The article of Mouse Trap News says Disney is fighting Florida in court above the minimum drinking age. But the author does not provide any evidence such as sources or court documents.
But more than the lack of evidence for the claim, I noticed that the writing is a bit clunky, there are punctuation errors, and there is no signature on the story. A signature tells the reader who wrote the story, and most legitimate news sites have stories with signatures. This article did not. It made me a little suspicious.
Dive at the source
Then I returned to TikTok. If there’s one little piece of advice that makes a huge difference in sorting fact from fiction online, it’s this: always check the biography. It’s easy to see something, laugh and share it before digging deeper. But with a single click or swipe to a TikToker’s biography, you can tell if something might be real or fake.
Mousetrap News’ bio says, “‼️Real Disney News This is 100% FALSE.” This is the first clue that this is probably a misrepresentation. But the way it’s worded is a little confusing, so I decided to dive a little deeper.
I went to the “About” page of the website. Think of the About page as the biography, but for a news organization. On the About page for a legitimate news source, you should be able to see:
- what kind of news they cover;
- and who or what organization operates the site.
This can help you determine if the news site is biased or completely fake.
Mouse Trap News describes himself as “…the best in the world satire to place. We write fake stories about Disney parks stuff. So, ultimately, the whole Mouse Trap News the site is satirical.
Satire versus misinformation
Satire is misinformation that attempts to make a point, often through humor or exaggeration. This Disney site is just one of many popular satire sites. Some other examples of satire include The Onion, ClickHole, Saturday Night Live and The daily show.
The problem with satire is that it’s up to the reader or viewer to figure it out. Recognizing satire online isn’t always easy. These types of stories become misinformation when people don’t know it’s satire and they share it as fact.
Even professional news organizations can be fooled. The New York Post in 2010 published an article about a Serbian man who accidentally killed a hammerhead shark – with his butt drunk – without realizing it was from a new satirical news site called Njuz.net.

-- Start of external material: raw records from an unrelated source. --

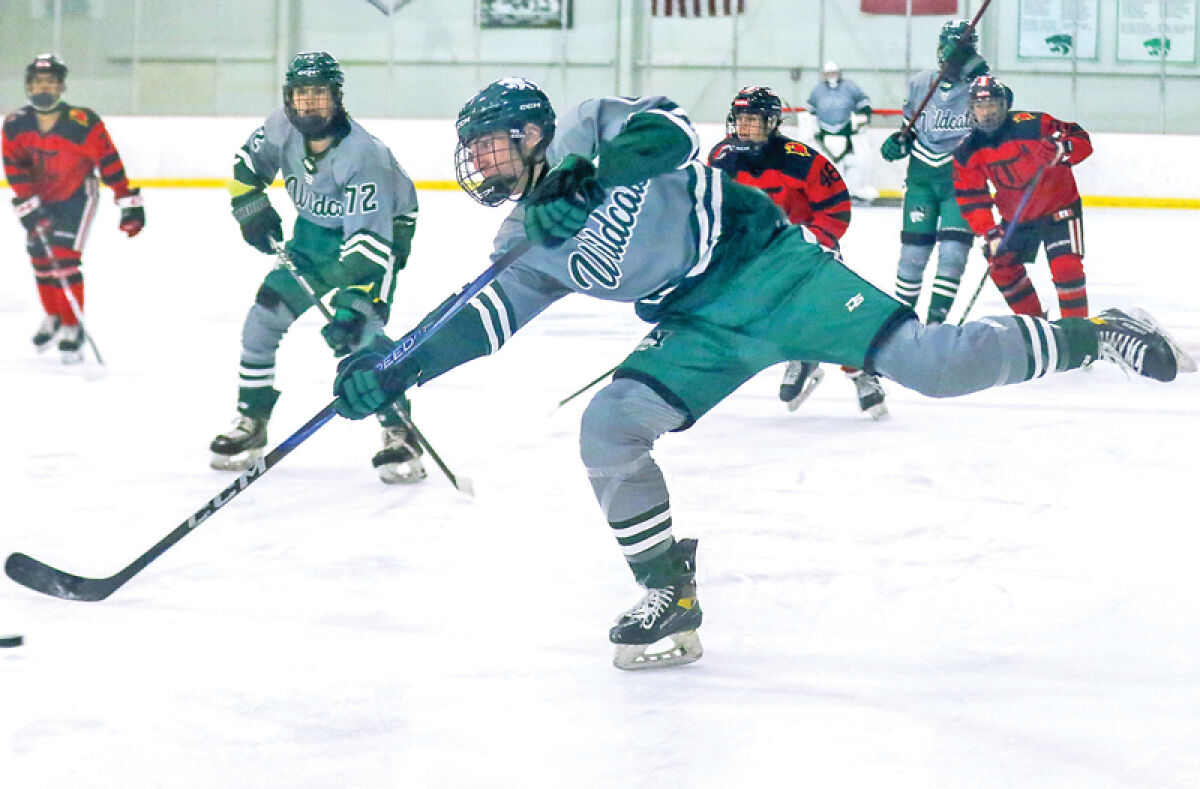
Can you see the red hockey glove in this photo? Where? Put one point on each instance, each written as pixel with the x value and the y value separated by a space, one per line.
pixel 1047 151
pixel 133 216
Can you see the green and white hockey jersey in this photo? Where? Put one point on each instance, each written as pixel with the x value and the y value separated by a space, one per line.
pixel 945 121
pixel 358 203
pixel 667 222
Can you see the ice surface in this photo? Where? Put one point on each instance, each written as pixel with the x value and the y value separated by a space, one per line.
pixel 997 590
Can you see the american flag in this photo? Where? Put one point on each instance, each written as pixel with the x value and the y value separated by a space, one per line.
pixel 697 7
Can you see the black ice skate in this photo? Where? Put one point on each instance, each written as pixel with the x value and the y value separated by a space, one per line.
pixel 669 610
pixel 240 446
pixel 1139 345
pixel 46 332
pixel 799 380
pixel 870 393
pixel 71 344
pixel 400 459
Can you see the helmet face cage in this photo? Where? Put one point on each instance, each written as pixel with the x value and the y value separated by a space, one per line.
pixel 491 158
pixel 762 102
pixel 317 70
pixel 46 64
pixel 948 38
pixel 990 101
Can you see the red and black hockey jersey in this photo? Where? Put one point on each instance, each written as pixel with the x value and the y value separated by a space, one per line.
pixel 797 178
pixel 1003 158
pixel 53 166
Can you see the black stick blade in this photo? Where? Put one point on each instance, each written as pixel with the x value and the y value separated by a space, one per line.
pixel 40 577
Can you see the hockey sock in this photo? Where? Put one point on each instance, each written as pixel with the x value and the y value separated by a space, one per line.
pixel 1014 284
pixel 942 296
pixel 1067 272
pixel 1080 339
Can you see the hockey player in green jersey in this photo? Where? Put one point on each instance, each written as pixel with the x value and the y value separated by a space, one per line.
pixel 930 208
pixel 619 209
pixel 357 211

So here are some tips to help you recognize if something you see online might be satire:
- Research the author. Are they real? Do they have know-how?

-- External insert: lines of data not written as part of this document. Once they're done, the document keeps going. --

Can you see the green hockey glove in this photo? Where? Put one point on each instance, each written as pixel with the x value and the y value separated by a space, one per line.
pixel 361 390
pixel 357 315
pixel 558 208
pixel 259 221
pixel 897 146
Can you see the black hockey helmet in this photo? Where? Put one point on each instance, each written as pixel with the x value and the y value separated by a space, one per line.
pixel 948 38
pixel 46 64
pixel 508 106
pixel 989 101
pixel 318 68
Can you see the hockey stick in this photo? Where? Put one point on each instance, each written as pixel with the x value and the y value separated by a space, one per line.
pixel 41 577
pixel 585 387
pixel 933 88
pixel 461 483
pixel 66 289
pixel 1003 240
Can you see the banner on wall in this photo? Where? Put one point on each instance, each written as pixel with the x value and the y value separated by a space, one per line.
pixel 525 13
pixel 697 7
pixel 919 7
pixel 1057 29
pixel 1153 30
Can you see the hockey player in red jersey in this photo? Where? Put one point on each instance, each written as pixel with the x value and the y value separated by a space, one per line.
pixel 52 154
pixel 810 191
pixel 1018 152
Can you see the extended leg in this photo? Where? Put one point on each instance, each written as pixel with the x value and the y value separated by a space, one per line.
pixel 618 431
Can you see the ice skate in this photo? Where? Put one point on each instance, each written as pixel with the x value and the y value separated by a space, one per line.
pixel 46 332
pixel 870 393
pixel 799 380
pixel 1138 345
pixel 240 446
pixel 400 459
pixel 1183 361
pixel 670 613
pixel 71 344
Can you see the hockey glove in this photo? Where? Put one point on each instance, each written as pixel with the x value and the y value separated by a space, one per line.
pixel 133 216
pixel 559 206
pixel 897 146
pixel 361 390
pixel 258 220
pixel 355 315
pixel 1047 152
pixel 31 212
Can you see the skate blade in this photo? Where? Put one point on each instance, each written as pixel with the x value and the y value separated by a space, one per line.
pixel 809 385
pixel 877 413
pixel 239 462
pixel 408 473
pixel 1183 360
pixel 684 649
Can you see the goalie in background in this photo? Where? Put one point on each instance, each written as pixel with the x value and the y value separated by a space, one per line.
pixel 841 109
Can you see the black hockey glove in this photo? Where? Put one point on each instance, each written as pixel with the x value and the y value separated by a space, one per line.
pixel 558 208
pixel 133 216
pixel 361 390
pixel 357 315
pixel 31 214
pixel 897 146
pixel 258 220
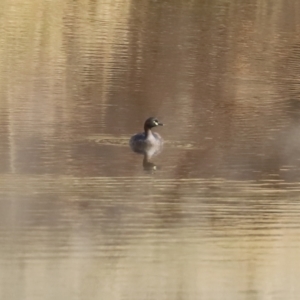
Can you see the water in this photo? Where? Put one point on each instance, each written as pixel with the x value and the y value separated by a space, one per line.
pixel 215 215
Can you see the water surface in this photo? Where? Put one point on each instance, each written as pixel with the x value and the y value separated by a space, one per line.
pixel 215 215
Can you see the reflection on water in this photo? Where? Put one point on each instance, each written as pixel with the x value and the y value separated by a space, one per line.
pixel 213 216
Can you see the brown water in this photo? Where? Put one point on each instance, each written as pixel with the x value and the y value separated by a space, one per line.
pixel 82 217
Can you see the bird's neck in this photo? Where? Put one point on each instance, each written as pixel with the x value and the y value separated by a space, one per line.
pixel 148 132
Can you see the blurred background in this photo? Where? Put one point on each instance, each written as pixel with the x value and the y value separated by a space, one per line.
pixel 80 215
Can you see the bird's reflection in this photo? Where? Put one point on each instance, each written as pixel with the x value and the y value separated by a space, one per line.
pixel 148 153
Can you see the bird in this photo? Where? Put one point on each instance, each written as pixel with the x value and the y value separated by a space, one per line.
pixel 147 141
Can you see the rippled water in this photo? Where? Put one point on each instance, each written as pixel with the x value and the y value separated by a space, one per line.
pixel 215 215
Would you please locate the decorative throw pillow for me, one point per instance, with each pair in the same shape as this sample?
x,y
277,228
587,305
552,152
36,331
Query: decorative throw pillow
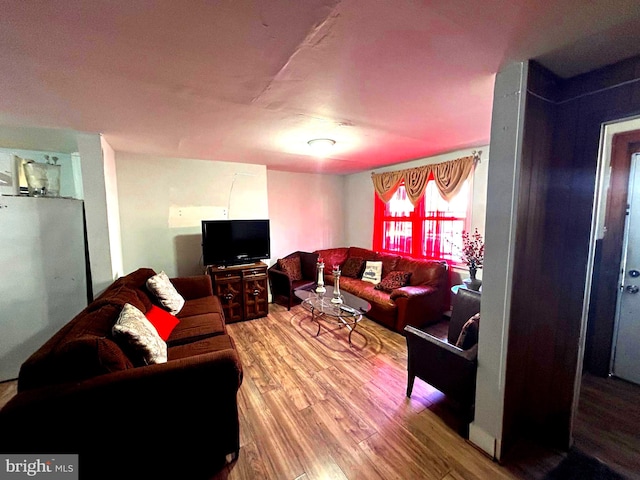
x,y
139,333
469,334
292,267
372,272
162,320
394,280
352,267
165,292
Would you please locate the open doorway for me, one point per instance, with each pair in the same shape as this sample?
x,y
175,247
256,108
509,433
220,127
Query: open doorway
x,y
607,416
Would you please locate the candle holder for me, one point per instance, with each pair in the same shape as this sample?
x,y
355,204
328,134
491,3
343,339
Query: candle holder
x,y
337,298
320,289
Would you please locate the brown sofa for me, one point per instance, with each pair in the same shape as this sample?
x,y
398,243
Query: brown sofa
x,y
83,391
421,302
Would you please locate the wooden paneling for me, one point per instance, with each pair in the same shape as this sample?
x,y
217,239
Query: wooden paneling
x,y
563,121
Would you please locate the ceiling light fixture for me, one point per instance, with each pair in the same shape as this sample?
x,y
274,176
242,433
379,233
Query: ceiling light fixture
x,y
321,146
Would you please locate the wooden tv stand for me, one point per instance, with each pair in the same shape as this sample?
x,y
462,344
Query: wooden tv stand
x,y
242,290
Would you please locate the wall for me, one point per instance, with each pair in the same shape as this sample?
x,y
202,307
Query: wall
x,y
67,186
306,212
359,199
163,200
503,183
532,372
103,271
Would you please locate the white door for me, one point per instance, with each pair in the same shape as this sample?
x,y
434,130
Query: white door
x,y
626,352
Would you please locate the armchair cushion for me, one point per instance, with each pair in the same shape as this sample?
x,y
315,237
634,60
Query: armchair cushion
x,y
292,267
166,293
372,272
469,334
353,267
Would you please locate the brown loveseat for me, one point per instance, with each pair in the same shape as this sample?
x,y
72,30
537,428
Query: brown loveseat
x,y
421,302
84,392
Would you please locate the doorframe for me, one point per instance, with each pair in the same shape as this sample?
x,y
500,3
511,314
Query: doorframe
x,y
597,318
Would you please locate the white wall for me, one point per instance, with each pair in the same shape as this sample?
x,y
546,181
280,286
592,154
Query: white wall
x,y
96,205
163,201
307,212
113,208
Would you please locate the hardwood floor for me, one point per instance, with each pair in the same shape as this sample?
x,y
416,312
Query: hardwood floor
x,y
608,423
314,407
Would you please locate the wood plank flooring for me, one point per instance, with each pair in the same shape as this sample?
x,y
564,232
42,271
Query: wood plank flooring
x,y
314,408
608,423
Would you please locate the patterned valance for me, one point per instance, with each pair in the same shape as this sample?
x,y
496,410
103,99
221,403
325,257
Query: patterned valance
x,y
449,177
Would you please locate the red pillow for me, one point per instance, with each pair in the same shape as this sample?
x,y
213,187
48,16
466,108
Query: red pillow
x,y
162,320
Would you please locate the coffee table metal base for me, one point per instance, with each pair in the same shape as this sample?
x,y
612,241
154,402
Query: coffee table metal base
x,y
343,315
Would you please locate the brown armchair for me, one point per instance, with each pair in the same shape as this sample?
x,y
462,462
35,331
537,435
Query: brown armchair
x,y
439,362
281,283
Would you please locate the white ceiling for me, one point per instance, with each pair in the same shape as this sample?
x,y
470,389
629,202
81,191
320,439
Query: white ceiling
x,y
253,81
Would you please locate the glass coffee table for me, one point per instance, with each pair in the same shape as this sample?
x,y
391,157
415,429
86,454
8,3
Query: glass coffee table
x,y
347,314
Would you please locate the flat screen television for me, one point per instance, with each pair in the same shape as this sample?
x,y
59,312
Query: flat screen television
x,y
234,242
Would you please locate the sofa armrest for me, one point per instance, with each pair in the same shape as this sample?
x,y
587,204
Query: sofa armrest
x,y
428,341
196,286
417,305
168,405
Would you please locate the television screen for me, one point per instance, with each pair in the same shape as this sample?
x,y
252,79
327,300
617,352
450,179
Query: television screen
x,y
233,242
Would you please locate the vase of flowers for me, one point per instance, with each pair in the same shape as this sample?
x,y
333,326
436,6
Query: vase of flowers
x,y
472,256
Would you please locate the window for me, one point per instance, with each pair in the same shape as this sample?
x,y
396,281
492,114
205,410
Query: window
x,y
432,229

- Investigate the site itself – read the About page, which will often immediately come out and call the site a satire.
- Finally, if it seems too absurd, too comical, too ridiculous, it could be a satire.
Bottom line, before you share anything online, make sure you know more about the TikTokker or news site.
Not legit. There is no evidence that Disney is fighting the Florida government in court or lobbying to lower the drinking age at their park. There’s a lack of transparency about the author, and finally a quick check of the website’s About page tells us that the story is clearly intended to be satirical.
ATTENTION TEACHERS: This fact check is presented in a free one-hour lesson plan on satire and misinformation. “Lesson plan: how to identify satire before sharing it as misinformation » is available through PBS NewsHour Classroom and includes slides and one handout, among other resources for teachers.